Canyons School District recently changed its boundaries to shuffle students among its high schools, notably Alta High, which is well under capacity, and Corner Canyon High, which is operating at 115 percent of capacity. The district’s solution is to move only 63 students from Corner Canyon to Alta while moving 175 students from nearby Jordan High School to Alta. All this despite the fact that Jordan doesn’t have the overcrowding problem facing Corner Canyon, and, in fact, will ultimately end up with more students overall than before the boundary change.
Many parents, particularly those at Jordan High, see the changes as nonsensical. They insist the logical move is to make up Alta’s shortfall with Corner Canyon students, not Jordan students. They also point to the fact that Corner Canyon is slated for a multimillion-dollar expansion in the coming years, and a boundary change that diverted some of its student body to Alta would relieve some of the pressure making an expensive expansion necessary. Corner Canyon parents, however, overwhelmingly prefer to keep their children where they are, despite the fact that class sizes are large — 45 students per classroom in some cases — and are likely to remain so for the foreseeable future.
The entire dispute is largely focused on perceived financial disparities between the schools. Corner Canyon largely serves a more affluent population than both Jordan and Alta, and many students and parents consider any change in schools to be a step down. All this is happening in a school district that broke away from the larger Jordan School District several years ago in an often less-than-amicable split fueled largely by concerns that the wealthier schools on the east side of the district were subsidizing the poorer ones on the west side.
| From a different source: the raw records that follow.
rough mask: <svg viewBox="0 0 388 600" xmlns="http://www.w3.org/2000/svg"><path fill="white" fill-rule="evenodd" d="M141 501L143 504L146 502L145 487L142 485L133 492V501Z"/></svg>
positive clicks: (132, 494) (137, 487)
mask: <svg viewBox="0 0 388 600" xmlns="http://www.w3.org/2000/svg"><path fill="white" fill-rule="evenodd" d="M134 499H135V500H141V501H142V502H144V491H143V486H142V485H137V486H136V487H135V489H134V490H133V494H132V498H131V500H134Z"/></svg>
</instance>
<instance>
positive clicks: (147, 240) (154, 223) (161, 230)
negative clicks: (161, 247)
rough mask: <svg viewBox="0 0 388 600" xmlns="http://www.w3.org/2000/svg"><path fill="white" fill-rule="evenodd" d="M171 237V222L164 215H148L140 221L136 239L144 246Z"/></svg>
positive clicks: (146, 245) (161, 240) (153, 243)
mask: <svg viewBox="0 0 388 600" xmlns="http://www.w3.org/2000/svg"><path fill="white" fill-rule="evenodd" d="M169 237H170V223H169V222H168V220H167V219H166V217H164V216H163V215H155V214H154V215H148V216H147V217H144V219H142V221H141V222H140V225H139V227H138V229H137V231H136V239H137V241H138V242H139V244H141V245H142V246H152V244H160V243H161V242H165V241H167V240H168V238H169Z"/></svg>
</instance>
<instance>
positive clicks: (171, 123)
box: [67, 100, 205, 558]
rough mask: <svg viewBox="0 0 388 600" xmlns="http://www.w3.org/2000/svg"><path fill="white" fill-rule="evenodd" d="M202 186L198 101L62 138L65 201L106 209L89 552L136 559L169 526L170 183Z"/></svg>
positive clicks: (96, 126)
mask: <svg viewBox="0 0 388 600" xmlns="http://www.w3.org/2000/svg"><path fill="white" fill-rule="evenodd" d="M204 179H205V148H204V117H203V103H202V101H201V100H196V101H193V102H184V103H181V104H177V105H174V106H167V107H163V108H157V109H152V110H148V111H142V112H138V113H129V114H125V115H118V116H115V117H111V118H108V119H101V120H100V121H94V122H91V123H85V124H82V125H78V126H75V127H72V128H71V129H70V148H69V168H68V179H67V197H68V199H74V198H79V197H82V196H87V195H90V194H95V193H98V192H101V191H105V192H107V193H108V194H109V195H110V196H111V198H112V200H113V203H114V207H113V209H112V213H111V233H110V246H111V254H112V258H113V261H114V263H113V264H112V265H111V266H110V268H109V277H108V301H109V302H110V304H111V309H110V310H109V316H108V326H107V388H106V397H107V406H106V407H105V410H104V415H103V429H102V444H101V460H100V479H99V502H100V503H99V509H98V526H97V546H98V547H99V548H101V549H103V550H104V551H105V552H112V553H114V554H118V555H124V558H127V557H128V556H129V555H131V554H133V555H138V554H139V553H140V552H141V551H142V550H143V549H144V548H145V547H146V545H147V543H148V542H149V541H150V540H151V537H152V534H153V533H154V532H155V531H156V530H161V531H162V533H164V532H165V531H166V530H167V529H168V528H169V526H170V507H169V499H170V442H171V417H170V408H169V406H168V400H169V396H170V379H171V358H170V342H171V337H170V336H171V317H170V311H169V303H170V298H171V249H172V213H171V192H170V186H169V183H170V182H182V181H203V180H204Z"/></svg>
This is not the first such dispute over school resources, nor is it likely to be the last.
While the state is committed to providing a quality public education to all, the challenge has long been how to provide an equitable experience for all students, regardless of their financial background. Several proposals have been floated over the years that would take steps in that direction, but, in practical terms, this goal remains more theory than fact. Parents, educators and even lawmakers often seem more interested in protecting their local turf than in finding workable solutions that benefit the whole state, not just the neighborhood school.
That’s human nature, but legislators ought to know better. It’s time for Utah to develop a comprehensive plan to address inequality in the public educational experience. Until that plan materializes, expect to see a slew of ongoing squabbles like the one in Canyons School District for the foreseeable future.